I've been asked to put it in the form:

$$Asin(wt + phi)$$

Homework Equations

$$A= sqrt(-1^2 + -2^2)$$

$$phi = sin^{-1}phi = \frac{c1}{A}$$
$$phi = cos^{-1} phi = \frac{c2}{A}$$
and
$$phi = tan^{-1} phi = \frac{c1}{c2}$$

The Attempt at a Solution

A = 5

$$phi = sin^{-1}phi = \frac{-1}{\sqrt(5)}$$
$$phi = -0.4636$$

$$phi = cos^{-1} phi = \frac{-2}{\sqrt(5)}$$
$$phi = 2.678$$

and
$$phi = tan^{-1} phi = \frac{-1}{-2}$$
$$phi = 0.4636$$

Can you help with the phase angle? (3 different answers - none of which are correct)

The book has 3.6052 which I see is pi + 0.4636.

Thanks
-Sparky

 

[Defennder]

A = 5

A isn't 5. You miswrote your answer here, despite having found the correct one.

$$\phi = sin^{-1}\phi = \frac{-1}{\sqrt(5)}$$
$$\phi = -0.4636$$

$$\phi = cos^{-1} \phi = \frac{-2}{\sqrt(5)}$$
$$\phi = 2.678$$

The "basic angle" (do you use that term?

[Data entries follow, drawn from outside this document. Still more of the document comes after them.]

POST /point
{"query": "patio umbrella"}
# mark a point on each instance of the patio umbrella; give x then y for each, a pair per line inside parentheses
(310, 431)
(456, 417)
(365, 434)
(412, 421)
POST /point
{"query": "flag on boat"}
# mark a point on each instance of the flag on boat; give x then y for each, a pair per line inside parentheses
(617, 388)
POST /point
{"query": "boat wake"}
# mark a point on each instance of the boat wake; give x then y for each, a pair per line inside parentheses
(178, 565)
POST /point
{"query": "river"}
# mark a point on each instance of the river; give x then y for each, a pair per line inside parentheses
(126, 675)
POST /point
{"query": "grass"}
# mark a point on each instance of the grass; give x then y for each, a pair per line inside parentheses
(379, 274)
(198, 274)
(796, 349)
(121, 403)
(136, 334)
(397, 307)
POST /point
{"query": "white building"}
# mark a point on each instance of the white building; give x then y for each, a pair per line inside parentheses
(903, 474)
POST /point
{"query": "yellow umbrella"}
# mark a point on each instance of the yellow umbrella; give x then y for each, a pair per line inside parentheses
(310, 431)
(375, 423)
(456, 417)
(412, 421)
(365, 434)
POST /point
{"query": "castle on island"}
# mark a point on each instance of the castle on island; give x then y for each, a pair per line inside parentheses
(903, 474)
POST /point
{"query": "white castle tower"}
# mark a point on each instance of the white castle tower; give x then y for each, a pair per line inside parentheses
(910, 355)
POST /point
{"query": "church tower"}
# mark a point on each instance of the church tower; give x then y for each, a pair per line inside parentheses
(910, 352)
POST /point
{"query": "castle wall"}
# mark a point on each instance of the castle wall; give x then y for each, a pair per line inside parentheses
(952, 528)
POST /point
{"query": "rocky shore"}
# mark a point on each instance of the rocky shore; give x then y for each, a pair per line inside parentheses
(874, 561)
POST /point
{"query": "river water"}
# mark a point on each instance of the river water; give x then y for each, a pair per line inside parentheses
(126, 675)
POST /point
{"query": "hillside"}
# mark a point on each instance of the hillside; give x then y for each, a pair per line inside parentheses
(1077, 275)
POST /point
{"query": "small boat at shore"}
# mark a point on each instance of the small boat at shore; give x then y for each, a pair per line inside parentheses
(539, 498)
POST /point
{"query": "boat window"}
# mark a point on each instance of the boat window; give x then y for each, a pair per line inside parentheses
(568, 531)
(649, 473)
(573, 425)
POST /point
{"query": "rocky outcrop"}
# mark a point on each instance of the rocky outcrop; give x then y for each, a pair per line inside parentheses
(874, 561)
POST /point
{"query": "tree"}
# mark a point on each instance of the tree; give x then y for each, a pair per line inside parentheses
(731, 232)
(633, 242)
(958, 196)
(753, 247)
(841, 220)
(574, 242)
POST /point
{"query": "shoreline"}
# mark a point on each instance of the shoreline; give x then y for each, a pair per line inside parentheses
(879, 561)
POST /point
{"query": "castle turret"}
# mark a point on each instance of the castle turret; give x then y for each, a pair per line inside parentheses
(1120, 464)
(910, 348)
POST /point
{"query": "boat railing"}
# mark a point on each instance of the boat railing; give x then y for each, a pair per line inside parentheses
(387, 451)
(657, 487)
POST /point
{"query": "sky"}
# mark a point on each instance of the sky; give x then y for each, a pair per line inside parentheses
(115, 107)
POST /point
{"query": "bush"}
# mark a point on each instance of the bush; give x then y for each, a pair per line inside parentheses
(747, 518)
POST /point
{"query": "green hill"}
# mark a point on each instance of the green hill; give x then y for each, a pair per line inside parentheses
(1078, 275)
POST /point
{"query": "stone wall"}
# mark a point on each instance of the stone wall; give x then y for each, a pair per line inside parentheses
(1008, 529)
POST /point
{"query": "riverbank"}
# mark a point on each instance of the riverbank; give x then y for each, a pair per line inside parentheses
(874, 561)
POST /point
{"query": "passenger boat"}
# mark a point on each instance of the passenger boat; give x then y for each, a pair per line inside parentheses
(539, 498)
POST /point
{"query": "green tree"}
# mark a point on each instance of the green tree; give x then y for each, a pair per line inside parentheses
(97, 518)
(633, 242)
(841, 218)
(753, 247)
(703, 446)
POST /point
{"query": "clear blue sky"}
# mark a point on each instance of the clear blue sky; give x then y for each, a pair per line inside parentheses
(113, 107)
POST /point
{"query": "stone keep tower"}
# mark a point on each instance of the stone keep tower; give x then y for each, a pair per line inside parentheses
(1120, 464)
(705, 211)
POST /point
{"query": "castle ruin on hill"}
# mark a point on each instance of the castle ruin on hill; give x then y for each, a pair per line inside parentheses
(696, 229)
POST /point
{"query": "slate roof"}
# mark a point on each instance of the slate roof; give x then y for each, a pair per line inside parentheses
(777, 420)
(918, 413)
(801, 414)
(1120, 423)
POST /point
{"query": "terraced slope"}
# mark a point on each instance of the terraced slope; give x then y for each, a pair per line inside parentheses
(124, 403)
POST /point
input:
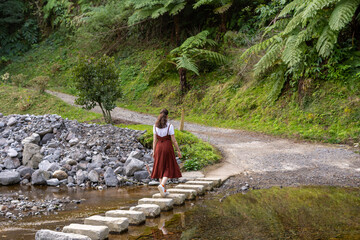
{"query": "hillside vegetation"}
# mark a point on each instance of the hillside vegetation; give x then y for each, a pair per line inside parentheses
(292, 67)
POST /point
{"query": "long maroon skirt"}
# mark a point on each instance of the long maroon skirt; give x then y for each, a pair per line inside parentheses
(165, 164)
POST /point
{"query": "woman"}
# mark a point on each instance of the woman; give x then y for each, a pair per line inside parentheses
(165, 165)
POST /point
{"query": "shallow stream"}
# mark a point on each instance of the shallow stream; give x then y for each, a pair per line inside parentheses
(275, 213)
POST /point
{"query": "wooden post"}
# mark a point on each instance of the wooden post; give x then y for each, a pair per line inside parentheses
(182, 119)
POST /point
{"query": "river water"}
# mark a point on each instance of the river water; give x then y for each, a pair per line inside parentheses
(94, 202)
(315, 212)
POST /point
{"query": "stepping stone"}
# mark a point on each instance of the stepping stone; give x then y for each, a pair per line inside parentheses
(150, 210)
(45, 234)
(216, 181)
(93, 232)
(200, 189)
(207, 184)
(189, 193)
(165, 204)
(135, 217)
(177, 197)
(117, 225)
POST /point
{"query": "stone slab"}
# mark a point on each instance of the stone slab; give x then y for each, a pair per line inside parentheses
(135, 217)
(150, 210)
(178, 198)
(115, 224)
(207, 184)
(45, 234)
(217, 181)
(93, 232)
(200, 189)
(165, 204)
(189, 193)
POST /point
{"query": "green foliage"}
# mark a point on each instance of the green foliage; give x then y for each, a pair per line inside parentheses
(40, 83)
(18, 80)
(343, 14)
(153, 9)
(196, 153)
(18, 29)
(314, 24)
(191, 52)
(16, 100)
(97, 82)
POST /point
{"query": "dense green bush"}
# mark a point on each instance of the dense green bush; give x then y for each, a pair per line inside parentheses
(196, 154)
(97, 82)
(40, 83)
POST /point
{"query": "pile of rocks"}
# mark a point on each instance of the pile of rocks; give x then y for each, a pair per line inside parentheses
(50, 150)
(15, 208)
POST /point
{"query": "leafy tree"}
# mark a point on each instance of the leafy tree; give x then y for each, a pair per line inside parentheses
(145, 9)
(190, 53)
(221, 7)
(97, 82)
(302, 27)
(18, 31)
(187, 57)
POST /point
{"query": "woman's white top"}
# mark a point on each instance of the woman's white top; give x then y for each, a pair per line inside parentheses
(162, 132)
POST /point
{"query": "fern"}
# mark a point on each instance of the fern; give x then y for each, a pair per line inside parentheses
(177, 8)
(294, 23)
(326, 42)
(186, 62)
(224, 8)
(202, 2)
(290, 7)
(343, 14)
(279, 81)
(269, 59)
(210, 55)
(260, 46)
(315, 6)
(292, 54)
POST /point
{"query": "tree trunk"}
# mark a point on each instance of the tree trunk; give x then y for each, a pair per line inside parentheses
(223, 23)
(183, 83)
(182, 119)
(177, 29)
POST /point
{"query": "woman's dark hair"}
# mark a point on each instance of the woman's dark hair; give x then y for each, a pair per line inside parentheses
(162, 119)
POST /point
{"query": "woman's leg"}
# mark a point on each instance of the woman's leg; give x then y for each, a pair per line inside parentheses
(163, 181)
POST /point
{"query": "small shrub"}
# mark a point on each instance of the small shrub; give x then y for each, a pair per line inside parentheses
(18, 80)
(40, 83)
(24, 103)
(5, 78)
(98, 83)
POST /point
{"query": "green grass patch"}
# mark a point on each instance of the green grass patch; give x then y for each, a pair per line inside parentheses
(196, 154)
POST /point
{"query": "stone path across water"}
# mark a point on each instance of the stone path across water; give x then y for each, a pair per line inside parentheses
(254, 154)
(98, 227)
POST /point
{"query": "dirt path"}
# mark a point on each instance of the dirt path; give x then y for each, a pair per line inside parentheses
(252, 155)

I don't know if this is the proper term) of $$\phi$$ is 0.4636.

$$sin \ \phi = -\frac{1}{\sqrt{5}}$$ Are you familiar with the trigonometric quadrants ASTC, where A is the top right hand quadrant and the rest are labeled in that order anti-clockwise?

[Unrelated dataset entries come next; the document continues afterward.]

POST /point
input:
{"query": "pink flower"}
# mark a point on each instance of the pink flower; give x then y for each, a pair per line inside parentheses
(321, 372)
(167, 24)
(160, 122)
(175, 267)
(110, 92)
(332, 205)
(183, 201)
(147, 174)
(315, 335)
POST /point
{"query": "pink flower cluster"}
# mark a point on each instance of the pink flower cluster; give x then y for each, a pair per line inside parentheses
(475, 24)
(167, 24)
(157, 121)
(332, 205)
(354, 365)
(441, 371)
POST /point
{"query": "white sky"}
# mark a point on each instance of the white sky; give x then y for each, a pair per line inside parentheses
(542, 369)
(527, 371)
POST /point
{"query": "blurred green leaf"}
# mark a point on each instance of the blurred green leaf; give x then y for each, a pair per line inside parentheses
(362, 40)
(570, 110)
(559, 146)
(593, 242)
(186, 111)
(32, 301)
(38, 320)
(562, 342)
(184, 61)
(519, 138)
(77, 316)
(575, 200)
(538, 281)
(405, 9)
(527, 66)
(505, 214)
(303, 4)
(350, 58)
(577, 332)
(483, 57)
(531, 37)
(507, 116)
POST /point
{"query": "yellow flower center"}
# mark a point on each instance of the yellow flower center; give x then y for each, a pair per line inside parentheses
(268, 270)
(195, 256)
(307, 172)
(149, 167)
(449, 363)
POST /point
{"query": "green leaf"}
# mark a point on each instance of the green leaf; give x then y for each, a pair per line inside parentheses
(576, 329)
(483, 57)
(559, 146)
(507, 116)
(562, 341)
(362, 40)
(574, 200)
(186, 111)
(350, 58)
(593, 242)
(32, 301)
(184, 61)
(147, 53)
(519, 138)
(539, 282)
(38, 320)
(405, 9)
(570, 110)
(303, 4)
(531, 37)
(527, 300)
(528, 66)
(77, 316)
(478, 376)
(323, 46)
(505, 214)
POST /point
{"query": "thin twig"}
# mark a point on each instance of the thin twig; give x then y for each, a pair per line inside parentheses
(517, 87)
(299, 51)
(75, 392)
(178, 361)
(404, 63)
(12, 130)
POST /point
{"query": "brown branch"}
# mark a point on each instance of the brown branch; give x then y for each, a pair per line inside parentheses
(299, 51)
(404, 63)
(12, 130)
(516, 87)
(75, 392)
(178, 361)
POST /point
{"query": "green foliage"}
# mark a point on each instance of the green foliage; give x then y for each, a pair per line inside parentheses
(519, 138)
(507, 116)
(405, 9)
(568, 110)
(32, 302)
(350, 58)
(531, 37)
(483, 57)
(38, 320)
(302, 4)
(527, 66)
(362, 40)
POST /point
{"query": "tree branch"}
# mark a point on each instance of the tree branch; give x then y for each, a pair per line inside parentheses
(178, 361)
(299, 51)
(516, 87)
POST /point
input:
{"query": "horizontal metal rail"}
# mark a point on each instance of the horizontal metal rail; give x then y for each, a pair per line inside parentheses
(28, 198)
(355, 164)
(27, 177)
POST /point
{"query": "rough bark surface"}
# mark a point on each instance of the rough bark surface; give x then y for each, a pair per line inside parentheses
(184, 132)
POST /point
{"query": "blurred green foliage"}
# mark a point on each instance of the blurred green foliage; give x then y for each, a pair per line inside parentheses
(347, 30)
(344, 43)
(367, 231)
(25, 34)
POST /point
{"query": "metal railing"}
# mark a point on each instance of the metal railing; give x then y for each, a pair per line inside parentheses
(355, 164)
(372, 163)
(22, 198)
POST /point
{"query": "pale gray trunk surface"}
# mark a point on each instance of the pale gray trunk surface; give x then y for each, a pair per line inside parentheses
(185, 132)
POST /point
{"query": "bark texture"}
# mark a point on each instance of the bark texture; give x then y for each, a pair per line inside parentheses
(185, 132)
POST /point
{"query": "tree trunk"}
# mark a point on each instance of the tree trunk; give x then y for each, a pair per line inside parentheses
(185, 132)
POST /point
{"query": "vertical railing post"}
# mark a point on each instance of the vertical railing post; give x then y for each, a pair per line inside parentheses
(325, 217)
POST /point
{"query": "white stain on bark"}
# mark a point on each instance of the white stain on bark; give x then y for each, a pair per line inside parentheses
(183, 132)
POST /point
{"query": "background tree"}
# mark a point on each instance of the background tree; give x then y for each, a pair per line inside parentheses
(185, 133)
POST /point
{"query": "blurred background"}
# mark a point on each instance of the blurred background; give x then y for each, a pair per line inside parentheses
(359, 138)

From that diagram, sin is negative for the bottom 2 quadrants. That means to say the angle phi is either $$\pi + \phi \ \mbox{or} \ -\phi$$'

$$cos \ \phi = -\frac{2}{\sqrt{5}}$$ Again you want the values of the angle for which cos phi is negative. From the ASTC quadrant diagram, cosine is negative for $$\pi - \phi \ \mbox{or} \ \pi + \phi$$

The only possible solution which satisfies both is $$\pi + \phi$$.

 

[Sparky_]

A isn't 5. You miswrote your answer here, despite having found the correct one.

Oops, typing error, I meant $$A= \sqrt(-1^2 + -2^2)$$

$$A= \sqrt(5)$$

Thanks